The other ubiquitous method for introducing GCaMP into neurons is through viral transduction. In this method, the gene for GGaMP is packaged into a viral vector which is then introduced into the brain area of interest, usually through stereotactic injection. After introduction, the virus proceeds to insert itself into the cell, resulting in the translation and transcription of the protein of interest (Kaspar et al., 2002) which in this case is GCaMP. Construction of the appropriate viral vector involves combining the GCaMP gene with 1) a virus and 2) a promoter to infect the appropriate cells.

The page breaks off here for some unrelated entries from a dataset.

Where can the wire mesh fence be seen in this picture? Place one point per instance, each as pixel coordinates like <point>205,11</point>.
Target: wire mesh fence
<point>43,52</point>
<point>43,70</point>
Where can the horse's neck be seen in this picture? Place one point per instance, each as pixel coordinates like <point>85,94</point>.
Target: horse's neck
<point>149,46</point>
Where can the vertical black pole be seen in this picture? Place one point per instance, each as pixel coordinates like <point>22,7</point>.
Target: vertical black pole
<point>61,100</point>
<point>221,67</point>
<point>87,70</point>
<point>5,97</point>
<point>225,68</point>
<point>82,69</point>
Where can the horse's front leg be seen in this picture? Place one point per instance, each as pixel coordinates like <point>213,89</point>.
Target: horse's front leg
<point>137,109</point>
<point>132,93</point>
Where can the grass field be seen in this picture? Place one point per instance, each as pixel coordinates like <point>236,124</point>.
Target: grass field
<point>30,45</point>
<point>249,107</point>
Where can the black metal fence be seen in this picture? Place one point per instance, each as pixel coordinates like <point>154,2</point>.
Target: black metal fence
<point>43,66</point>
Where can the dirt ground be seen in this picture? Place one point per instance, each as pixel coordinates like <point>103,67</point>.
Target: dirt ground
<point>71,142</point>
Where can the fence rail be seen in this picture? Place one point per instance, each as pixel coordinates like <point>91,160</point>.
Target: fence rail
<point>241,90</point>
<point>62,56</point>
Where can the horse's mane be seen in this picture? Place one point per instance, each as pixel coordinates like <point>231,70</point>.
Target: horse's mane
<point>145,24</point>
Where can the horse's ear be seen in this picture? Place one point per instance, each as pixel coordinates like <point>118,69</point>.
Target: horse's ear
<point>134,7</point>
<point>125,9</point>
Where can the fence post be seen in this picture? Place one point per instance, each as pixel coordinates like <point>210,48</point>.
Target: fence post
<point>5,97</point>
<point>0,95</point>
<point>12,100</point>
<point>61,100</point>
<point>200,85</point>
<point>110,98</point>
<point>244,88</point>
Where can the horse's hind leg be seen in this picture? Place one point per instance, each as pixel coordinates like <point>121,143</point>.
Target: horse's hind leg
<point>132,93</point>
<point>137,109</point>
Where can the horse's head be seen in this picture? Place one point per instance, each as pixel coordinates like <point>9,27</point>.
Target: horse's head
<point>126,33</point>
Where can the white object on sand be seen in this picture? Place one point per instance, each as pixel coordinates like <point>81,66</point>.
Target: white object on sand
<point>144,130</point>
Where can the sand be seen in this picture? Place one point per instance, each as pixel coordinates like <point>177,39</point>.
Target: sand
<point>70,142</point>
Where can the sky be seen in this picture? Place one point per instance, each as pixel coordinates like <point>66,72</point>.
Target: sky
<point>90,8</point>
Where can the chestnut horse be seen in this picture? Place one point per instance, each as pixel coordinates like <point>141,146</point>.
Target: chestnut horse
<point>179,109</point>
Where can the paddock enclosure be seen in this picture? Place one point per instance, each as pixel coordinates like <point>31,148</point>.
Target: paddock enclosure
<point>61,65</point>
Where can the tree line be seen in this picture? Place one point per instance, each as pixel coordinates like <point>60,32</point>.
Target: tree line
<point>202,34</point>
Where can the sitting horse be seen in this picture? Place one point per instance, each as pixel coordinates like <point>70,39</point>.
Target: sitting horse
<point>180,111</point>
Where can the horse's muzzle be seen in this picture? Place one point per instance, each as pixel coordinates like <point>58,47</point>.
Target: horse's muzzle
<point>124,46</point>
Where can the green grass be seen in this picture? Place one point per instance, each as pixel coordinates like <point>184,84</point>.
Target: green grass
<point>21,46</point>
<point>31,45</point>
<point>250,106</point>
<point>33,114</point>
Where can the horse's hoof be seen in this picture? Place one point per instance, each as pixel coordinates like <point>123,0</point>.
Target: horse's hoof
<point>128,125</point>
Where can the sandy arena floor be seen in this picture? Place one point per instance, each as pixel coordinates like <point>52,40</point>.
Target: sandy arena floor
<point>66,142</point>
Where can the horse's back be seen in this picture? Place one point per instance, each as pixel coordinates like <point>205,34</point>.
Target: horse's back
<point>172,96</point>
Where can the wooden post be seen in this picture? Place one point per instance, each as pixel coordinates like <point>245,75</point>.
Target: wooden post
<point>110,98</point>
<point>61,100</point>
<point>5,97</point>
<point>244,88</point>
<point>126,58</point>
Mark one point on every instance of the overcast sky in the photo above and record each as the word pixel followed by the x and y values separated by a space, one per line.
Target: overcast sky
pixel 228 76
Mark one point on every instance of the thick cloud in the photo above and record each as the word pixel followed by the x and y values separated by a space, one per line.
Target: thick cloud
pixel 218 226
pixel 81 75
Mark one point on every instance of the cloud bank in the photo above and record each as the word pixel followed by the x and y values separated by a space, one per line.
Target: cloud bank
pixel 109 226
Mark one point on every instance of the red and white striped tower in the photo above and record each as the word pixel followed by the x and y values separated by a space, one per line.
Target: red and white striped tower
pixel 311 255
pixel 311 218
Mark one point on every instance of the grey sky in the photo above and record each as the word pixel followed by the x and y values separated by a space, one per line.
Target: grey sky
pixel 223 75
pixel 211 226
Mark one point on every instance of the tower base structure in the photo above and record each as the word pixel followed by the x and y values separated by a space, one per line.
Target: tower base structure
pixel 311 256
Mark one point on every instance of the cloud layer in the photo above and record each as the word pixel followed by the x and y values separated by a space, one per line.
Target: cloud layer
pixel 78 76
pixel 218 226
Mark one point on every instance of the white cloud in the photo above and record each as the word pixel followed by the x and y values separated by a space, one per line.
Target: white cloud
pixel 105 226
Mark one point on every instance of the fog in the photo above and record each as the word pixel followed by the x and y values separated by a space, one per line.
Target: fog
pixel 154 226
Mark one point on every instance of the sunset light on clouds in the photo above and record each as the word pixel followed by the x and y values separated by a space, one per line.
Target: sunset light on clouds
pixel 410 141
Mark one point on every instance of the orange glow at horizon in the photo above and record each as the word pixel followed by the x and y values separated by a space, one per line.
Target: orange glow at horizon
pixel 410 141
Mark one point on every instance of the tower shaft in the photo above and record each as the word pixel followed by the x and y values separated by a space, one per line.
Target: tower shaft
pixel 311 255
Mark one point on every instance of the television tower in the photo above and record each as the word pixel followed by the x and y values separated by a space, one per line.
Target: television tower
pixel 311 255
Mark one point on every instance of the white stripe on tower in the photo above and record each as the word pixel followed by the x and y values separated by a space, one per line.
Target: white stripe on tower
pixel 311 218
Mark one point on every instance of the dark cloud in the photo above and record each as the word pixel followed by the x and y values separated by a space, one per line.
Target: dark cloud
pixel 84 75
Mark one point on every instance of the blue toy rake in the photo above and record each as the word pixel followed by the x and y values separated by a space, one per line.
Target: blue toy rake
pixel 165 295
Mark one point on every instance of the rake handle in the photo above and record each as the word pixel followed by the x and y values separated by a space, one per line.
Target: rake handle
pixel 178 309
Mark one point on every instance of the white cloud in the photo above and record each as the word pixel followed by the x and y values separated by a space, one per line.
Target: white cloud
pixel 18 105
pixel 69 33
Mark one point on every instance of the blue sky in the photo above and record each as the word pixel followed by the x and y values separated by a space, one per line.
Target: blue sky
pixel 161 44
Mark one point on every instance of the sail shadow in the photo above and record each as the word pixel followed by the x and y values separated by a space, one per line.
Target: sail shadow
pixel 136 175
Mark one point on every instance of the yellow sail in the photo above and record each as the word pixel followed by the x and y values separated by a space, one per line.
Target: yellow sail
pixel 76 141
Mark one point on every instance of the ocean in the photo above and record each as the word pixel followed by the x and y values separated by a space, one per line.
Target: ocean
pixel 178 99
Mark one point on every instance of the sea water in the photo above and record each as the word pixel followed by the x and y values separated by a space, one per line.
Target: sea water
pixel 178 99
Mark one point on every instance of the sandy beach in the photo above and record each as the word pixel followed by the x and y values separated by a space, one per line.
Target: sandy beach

Both the virus type and promoter interact to influence the eventual expression profile of GCaMP. For example, the commonly used adeno-associated virus (AAV) has 11 serotypes (Mori, Wang, Takeuchi, & Kanda, 2004), each with a drastically different infection

patterns/expression profile: in conjunction with a synapsin promoter (specific to neurons but excluding glial cells), AAV5 injection results in sparse labeling of cells while AAV9 results in abundant but promiscuous infection of neurons in the mouse hippocampus that

could also include non-specific infection of non-neuronal cells (Aschauer, Kreuz, & Rumpel, 2013), Overexpression of GCaMP can in turn lead to abnormal cell responses or even cell death (Resendez et al., 2016; Tian et al., 2009). Thus, careful attention to viral titer is required for any experiment using virally introduced GCaMP, usually via

performing a study to assess expression levels and cell health at a time point matching the intended time of performing the experiment after injecting virus at various dilutions (Resendez et al., 2016). Despite these potential pitfalls, viral introduction of GCaMP is a robust and relatively easy means of inserting the calcium indicator into neurons.